Even Hillary’s early missteps on the national stage are strangely reminiscent of Barack’s. For all the furor elicited by his “bitter” remarks, her comments about how she could have “stayed home and baked cookies and had teas” revealed a similar (if more truculent) unfamiliarity with – and disdain for – the lives and concerns of those less privileged (or with different priorities) than she.
Ultimately, Hillary Clinton has only two advantages when it comes to selling herself as candidate most in touch with blue-collar America. First, she has been divested of her long-time status as the darling of the nation’s liberal elites, from Hollywood to the newsroom to the faculty lounge to the netroots. No longer is she held up as the #1 victim of the “vast right wing conspiracy” she herself first identified. For Americans who distrust those who once championed her so fervently, that’s a big plus.
And finally, of course, she has “experience” that Obama lacks. Whether that means she’s finally come sincerely to respect the normal, hard-working Americans who make this country great (and not just because they’re voting for her) – or she’s simply become more skilled at hiding her condescension for them – well, only she can say.
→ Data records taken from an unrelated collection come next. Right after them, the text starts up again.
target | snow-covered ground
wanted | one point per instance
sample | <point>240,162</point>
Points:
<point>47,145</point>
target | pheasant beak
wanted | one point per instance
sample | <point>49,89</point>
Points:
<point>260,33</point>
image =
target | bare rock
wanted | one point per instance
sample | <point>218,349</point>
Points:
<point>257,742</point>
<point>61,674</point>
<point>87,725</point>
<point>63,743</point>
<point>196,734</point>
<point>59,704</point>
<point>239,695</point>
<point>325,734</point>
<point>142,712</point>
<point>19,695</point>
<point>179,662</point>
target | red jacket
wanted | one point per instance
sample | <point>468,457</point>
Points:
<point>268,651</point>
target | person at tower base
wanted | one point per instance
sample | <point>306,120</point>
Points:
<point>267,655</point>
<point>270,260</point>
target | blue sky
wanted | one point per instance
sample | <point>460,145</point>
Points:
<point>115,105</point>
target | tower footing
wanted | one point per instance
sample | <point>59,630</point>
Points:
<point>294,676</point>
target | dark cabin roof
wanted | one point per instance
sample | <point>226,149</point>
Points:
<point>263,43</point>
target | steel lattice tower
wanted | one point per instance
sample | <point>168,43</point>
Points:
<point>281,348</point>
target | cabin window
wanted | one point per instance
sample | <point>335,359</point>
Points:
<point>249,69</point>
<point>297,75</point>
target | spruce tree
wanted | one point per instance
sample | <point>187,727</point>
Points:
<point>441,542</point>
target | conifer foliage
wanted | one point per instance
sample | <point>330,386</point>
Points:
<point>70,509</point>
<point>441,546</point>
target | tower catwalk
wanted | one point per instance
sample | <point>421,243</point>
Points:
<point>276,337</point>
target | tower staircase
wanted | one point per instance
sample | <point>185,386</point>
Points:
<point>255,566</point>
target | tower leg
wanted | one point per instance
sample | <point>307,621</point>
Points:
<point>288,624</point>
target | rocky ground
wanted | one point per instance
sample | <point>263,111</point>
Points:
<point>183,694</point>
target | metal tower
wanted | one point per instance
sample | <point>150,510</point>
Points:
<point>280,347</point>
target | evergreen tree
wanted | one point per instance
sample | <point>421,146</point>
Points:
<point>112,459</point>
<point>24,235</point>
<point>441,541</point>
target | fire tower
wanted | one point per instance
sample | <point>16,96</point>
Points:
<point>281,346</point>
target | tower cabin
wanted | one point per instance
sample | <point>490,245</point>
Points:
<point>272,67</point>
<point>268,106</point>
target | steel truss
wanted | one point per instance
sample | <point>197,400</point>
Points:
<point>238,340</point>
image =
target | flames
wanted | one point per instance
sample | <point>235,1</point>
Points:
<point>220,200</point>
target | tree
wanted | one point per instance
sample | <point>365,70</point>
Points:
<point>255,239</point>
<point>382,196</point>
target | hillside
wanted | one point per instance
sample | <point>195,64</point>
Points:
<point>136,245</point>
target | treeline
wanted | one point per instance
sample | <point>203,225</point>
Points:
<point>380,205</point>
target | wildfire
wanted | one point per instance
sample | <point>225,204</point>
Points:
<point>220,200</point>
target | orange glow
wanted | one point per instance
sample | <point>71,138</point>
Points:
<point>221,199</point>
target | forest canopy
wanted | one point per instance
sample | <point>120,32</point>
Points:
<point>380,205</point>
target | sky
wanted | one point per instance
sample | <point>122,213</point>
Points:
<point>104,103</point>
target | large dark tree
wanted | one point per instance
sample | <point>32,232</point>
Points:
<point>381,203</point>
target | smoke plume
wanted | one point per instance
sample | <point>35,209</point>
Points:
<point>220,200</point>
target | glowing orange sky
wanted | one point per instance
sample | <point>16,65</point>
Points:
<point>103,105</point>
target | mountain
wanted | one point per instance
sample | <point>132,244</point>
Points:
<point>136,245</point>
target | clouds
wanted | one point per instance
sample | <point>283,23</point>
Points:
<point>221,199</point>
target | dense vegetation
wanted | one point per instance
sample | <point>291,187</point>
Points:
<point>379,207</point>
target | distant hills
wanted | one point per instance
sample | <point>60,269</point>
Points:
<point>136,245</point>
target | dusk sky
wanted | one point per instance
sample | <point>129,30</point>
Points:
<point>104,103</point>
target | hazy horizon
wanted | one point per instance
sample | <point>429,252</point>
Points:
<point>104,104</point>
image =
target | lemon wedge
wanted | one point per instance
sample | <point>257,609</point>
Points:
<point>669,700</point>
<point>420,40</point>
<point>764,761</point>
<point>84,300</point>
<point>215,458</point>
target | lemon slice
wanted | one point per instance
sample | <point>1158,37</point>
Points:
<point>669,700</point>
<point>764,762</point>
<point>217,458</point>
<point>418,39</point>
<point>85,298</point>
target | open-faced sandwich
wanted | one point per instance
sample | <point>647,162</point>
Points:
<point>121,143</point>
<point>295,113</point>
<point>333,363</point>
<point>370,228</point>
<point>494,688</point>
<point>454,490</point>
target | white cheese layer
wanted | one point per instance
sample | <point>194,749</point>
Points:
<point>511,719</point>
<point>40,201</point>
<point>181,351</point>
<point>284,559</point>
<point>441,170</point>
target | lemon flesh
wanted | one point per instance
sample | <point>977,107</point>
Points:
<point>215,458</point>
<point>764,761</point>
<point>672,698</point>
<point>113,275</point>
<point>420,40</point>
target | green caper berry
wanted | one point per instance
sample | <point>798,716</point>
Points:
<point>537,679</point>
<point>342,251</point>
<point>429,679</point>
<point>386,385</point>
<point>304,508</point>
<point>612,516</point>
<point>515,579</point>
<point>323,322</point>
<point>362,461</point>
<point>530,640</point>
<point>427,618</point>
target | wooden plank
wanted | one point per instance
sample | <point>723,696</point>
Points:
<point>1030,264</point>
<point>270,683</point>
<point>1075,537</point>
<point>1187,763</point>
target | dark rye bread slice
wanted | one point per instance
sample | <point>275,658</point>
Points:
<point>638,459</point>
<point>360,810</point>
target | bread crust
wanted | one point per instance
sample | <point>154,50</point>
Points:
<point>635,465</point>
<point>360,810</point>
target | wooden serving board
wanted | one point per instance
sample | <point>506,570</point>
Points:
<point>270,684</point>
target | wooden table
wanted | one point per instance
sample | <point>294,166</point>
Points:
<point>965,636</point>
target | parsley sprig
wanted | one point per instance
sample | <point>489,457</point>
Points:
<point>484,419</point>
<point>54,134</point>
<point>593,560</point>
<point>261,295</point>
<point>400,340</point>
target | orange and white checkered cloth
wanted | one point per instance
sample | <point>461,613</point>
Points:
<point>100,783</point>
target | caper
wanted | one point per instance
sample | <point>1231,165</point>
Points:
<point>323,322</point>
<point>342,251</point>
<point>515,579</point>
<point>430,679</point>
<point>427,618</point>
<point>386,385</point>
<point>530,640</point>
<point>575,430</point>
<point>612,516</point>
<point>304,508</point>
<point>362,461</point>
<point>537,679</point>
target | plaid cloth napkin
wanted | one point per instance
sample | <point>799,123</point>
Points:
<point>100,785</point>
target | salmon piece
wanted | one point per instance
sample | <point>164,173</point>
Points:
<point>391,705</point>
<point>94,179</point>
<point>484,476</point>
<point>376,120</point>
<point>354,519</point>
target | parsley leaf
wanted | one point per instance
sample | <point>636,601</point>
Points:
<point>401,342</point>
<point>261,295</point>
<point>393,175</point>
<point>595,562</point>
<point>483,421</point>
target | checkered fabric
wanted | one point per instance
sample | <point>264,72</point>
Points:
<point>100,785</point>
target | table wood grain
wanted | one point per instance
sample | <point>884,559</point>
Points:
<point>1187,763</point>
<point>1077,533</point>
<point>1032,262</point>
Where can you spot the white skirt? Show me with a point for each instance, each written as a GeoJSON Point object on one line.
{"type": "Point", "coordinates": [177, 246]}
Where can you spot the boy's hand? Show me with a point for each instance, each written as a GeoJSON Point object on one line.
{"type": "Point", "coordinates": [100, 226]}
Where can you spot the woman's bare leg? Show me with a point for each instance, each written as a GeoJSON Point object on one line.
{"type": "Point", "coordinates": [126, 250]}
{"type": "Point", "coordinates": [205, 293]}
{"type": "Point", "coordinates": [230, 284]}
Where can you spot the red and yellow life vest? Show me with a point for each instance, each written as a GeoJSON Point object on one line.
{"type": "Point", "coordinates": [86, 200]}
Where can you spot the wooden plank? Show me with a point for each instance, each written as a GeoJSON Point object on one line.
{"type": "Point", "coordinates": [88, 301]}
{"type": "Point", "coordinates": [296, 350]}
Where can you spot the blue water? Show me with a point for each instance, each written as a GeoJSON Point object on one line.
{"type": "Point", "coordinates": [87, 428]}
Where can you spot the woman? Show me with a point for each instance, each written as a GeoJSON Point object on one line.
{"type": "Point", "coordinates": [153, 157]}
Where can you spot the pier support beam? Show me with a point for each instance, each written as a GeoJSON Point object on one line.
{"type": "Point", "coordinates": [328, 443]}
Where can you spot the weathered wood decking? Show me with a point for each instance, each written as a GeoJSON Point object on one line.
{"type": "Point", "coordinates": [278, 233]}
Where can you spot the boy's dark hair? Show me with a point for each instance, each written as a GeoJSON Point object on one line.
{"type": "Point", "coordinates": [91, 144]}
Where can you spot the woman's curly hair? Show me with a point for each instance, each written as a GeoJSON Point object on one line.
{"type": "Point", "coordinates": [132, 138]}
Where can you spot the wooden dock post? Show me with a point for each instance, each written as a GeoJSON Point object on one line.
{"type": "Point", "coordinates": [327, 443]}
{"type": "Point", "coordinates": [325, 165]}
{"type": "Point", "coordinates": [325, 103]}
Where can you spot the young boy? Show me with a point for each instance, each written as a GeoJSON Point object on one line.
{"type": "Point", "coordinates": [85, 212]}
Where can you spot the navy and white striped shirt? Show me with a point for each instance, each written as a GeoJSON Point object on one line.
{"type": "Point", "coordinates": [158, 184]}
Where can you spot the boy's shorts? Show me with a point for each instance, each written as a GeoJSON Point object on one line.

We all know what she’d tell us; the problem, of course, is that Hillary Clinton is hardly known for her veracity.
When it comes to policies, priorities – and Supreme Court appointments – there’s little difference between the two Democratic candidates. Indeed, many of the big government solutions beloved by both signal a profound lack of confidence in the capability and common sense of their fellow Americans. If elitism is as elitism does, Everyman is once again sadly underrepresented in the Democratic field.